States that don’t require public disclosure often get preference over those that reveal how much they offer, according to the Star.

A Massachusetts state lawmaker has sponsored legislation that would mandate disclosure of the identity of those who receive tax credits, including film companies, the Star reported.

Among the films nominated for the 2011 Academy Awards, “The Help” received a spending rebate of $3.5 million from Mississippi,” and “The Tree of Life” received $434,000 in incentives from Texas, while “The Artist” -- winner of the best picture award -- received none, according to the Star.

IP Moves

Departing Shook Hardy Patent Lawyers Start New Kansas IP Firm

Shook Hardy & Bacon LLP of Kansas City, Missouri, lost a group of patent lawyers who left to form Erise IP, the Kansas City Business Journal reported.
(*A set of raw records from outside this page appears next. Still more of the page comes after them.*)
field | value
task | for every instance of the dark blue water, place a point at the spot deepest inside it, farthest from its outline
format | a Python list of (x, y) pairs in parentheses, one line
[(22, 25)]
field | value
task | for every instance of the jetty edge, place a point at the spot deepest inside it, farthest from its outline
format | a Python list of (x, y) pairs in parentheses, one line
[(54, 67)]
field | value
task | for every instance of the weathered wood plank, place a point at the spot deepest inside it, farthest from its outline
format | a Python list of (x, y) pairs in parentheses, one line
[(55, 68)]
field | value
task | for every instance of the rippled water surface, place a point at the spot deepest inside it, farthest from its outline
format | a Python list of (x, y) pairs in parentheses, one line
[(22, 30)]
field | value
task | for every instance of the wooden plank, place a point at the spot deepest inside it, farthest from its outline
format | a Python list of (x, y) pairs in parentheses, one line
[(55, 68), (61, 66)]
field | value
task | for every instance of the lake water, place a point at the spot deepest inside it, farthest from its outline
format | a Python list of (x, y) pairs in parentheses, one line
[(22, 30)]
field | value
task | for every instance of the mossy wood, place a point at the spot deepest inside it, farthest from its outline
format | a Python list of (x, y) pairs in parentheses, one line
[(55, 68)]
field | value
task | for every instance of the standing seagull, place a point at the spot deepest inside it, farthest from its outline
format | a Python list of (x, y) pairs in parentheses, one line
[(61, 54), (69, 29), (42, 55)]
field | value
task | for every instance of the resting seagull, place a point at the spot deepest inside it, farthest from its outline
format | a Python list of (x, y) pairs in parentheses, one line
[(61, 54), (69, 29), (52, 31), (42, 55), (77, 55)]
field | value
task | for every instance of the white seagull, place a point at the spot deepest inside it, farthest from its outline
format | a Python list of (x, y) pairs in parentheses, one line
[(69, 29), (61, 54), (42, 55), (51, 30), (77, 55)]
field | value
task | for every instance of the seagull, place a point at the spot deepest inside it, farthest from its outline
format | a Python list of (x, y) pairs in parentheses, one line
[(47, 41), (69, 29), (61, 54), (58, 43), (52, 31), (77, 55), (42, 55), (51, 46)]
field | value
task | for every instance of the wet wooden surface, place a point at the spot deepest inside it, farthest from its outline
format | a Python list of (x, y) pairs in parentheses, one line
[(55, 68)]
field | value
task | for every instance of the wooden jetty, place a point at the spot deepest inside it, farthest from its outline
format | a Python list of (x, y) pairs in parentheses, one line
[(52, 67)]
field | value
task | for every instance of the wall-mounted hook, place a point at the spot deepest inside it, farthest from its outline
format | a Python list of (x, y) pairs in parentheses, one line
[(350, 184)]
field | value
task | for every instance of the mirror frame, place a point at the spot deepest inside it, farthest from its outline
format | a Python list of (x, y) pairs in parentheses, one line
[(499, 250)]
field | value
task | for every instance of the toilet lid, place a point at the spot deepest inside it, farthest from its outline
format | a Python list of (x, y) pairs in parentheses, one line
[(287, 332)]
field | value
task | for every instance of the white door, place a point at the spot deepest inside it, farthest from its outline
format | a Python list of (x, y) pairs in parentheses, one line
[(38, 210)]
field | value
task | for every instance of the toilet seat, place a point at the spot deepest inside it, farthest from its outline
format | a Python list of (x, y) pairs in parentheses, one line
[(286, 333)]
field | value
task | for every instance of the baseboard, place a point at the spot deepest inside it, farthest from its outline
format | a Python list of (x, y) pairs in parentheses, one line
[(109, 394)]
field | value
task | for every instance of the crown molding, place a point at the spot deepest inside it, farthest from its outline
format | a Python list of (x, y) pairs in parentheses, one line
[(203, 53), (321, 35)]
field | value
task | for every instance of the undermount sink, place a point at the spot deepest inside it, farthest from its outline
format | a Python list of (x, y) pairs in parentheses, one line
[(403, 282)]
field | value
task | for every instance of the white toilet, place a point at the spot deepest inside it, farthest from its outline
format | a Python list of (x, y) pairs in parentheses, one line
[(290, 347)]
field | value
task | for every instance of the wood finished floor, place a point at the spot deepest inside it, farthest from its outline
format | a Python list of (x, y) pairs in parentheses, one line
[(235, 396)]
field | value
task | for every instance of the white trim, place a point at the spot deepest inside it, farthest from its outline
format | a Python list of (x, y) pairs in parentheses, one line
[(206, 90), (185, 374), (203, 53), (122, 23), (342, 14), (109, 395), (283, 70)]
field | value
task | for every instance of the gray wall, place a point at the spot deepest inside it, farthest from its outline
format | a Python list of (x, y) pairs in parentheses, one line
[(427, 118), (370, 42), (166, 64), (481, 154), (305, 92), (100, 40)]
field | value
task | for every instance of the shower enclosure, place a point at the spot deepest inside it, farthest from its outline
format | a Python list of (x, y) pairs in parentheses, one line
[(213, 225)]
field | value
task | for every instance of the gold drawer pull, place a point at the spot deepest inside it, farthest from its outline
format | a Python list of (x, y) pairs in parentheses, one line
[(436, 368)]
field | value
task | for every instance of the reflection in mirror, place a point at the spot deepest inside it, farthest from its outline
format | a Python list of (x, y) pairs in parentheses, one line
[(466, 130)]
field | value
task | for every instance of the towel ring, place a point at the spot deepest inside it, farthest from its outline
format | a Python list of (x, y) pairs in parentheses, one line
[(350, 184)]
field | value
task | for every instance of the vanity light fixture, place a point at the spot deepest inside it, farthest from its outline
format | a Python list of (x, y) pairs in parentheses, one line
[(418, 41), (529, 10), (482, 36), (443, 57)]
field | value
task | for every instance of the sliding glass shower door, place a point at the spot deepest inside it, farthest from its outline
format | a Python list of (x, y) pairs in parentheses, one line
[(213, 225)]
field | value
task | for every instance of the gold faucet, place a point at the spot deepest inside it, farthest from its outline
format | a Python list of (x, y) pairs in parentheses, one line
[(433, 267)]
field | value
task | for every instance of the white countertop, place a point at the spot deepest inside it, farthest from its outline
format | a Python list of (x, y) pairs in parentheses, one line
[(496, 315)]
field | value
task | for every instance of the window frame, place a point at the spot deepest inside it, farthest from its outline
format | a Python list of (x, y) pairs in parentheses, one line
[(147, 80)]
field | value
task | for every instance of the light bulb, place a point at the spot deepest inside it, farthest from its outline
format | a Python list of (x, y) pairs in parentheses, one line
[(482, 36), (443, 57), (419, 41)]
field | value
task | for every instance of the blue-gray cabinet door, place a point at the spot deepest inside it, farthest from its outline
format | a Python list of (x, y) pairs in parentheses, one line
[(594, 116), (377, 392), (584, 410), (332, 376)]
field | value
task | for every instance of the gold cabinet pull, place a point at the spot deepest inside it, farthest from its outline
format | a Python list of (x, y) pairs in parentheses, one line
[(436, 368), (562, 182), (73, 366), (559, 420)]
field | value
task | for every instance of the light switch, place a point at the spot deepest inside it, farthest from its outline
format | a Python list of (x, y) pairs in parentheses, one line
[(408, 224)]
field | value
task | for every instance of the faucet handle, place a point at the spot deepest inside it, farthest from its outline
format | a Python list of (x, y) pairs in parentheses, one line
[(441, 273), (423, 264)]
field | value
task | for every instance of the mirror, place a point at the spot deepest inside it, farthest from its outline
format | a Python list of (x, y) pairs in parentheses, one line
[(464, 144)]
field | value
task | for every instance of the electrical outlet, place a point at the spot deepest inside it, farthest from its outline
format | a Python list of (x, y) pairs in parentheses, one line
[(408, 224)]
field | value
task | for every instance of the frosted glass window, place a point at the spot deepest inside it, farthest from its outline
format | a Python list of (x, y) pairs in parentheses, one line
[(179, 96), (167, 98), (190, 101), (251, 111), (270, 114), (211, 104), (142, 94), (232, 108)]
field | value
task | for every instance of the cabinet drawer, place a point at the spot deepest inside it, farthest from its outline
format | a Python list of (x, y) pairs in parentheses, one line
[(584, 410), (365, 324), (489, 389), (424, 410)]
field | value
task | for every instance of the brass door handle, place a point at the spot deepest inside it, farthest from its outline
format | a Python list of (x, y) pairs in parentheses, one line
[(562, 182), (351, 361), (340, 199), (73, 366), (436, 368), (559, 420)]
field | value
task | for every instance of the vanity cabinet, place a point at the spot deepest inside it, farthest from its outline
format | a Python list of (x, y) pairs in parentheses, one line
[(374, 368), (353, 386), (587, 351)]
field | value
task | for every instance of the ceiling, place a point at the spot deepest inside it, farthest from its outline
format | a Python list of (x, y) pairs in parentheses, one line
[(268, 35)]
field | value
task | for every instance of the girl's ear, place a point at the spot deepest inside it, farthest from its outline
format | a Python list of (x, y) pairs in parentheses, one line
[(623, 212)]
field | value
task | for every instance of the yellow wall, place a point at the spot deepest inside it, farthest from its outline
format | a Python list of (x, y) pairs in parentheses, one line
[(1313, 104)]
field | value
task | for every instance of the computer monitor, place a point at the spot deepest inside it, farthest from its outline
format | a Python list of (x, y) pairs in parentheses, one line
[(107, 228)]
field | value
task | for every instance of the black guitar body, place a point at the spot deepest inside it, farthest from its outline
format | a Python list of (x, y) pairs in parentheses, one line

Partners Eric Buresh and Adam Seitz led a group of five associates and one patent agent to the new firm, according to the publication.

The Business Journal reported that Shook Chairman John Murphy acknowledged that client Garmin Ltd., the maker of global positioning navigation systems, has gone with the departing lawyers to Erise IP.

Buresh and Seitz were non-equity partners at Shook, Hardy, the journal reported.